Quercetin, a bioflavonoid obtained from buckwheat and citrus fruits, appears to stabilize the membranes of the mast cells that release histamine. Since quercetin's action is preventive, it's best taken daily a week or two before pollen season and continued throughout. Quercetin is used widely for sinus problems and aids in capillary fragility. Yellow onions contain high levels of quercetin, an especially potent antioxidant with some anti-inflammatory properties. It should be avoided during pregnancy.
Citrus Bioflavonoids help protect capillaries, prevent bruising, and intensify the effect of vitamin C in the body. In fact, Bioflavonoids are essential for total vitamin C effectiveness. Citrus Bioflavonoids provide natural antiviral, anti-inflammatory and anti-allergy properties. In addition, certain bioflavonoids are beneficial for fighting infections, free radical damage, viruses, and common colds. Bioflavonoids have also been used to help alleviate symptoms related to allergies and respiratory conditions. Citrus Bioflavonoids are sometimes considered vitamins because they possess the properties of a vitamin, and are sometimes referred to as vitamin P. They are found in several forms, including hesperidin, eriodictyl, quercetin, rutin, and hesperitin. They cannot be produced by the body, and therefore have to be taken as dietary supplements. Typical sources for Bioflavonoids also include the natural substances found in the peels of citrus fruits, peppers, and black currants. Other sources include apricots, cherries, grape fruit, grapes, lemons, oranges, prunes, rose hips.

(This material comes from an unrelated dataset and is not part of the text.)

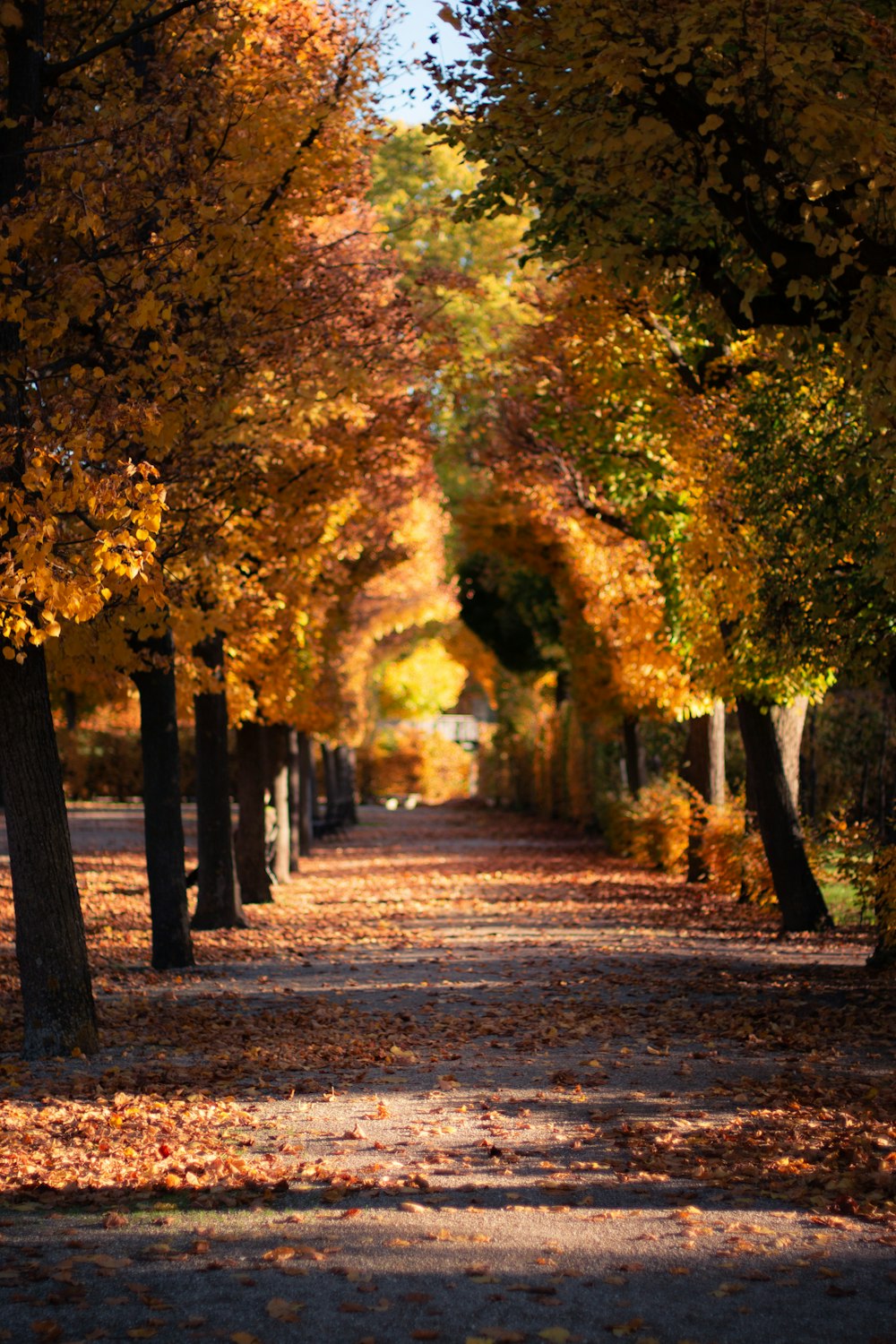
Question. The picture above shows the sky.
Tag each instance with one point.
(406, 93)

Quercetin is typically found in plants as glycone or carbohydrate conjugates. Quercetin itself is an aglycone or aglucon. That is, quercetin does not possess a carbohydrate moiety in its structure. Quercetin glycone conjugates include rutin and thujin. Rutin is also known as quercetin-3-rutinoside. Thujin is also known as quercitrin, quercetin-3-L-rhamnoside, and 3-rhamnosylquercetin. Onions contain conjugates of quercetin and the carbohydrate isorhamnetin, including quercetin-3,4'-di-O-beta glucoside, isorhamnetin-4'-0-beta-glucoside and quercetin-4'-0-beta-glucoside. Quercetin itself is practically insoluble in water. The quercetin carbohydrate conjugates have much greater water solubility then quercetin.

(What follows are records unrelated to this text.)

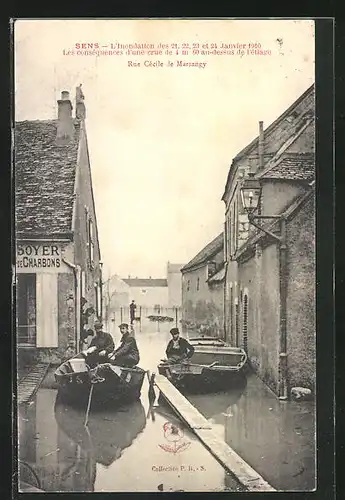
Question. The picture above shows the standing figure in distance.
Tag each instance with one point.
(132, 308)
(178, 348)
(127, 354)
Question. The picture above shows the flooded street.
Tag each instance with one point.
(133, 448)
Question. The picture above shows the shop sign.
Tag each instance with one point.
(38, 257)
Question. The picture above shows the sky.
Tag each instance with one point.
(161, 138)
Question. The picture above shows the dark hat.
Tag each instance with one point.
(125, 325)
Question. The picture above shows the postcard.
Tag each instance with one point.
(164, 191)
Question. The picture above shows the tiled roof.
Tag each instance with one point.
(206, 253)
(298, 166)
(253, 146)
(174, 268)
(218, 277)
(44, 179)
(146, 282)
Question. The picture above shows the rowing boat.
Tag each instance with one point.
(214, 365)
(112, 384)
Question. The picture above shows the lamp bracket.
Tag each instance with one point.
(252, 219)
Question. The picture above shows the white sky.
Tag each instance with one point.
(161, 140)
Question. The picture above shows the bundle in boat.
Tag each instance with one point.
(112, 383)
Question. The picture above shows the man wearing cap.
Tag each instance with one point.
(127, 354)
(100, 346)
(178, 348)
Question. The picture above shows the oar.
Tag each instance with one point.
(88, 406)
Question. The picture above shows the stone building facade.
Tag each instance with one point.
(282, 158)
(203, 290)
(58, 268)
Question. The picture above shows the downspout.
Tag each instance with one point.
(283, 386)
(225, 302)
(261, 145)
(77, 291)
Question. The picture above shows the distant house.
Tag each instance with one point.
(203, 289)
(58, 269)
(270, 303)
(174, 278)
(149, 292)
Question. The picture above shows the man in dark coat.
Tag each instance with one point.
(127, 354)
(100, 346)
(132, 308)
(178, 348)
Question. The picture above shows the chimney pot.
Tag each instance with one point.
(80, 111)
(65, 126)
(261, 145)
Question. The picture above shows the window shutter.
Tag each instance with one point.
(47, 310)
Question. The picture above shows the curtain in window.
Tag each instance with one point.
(47, 310)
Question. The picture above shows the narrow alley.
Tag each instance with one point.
(56, 452)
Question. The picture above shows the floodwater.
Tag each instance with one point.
(133, 449)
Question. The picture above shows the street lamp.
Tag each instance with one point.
(251, 195)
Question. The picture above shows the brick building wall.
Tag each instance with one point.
(203, 303)
(301, 321)
(85, 210)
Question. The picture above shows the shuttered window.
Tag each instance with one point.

Quercetin is known chemically as 2-(3, 4-dihydroxyphenyl)-3,5,7-trihydroxy-4H-1-benzopyran-4-one and 3,3',4'5,7-pentahydroxy flavone. Quercetin is a phenolic antioxidant and has been shown to inhibit lipid peroxidation. The putative anti-ulcer and gastroprotective effects of quercetin may, in part, be accounted for by this activity. In vitro and animal studies have shown that quercetin inhibits degranulation of mast cells, basophils and neutrophils. Such activity could account, in part, for quercetin's putative anti-inflammatory, anti-allergy and immunomodulating activities. Other in vitro and animal studies suggest that quercetin inhibits tyrosine kinase and nitric oxide synthase and that it modulates the activity of the inflammatory mediator, NF-kappaB. The mechanisms of anti-viral (in some cases enhanced with vitamin C) and anti-cancer activity that have been observed, again in in vitro and in animal studies, are unknown.
Aldose reductase, also known as alditol: NADP+ oxidoreductase, is the first enzyme of the polyol pathway. Hyperglycemia enhances the flow rate of the polyol pathway and this has been linked to such diabetic complications as cataracts, retinopathy, neuropathy and nephropathy. Quercetin is known to inhibit aldose reductase.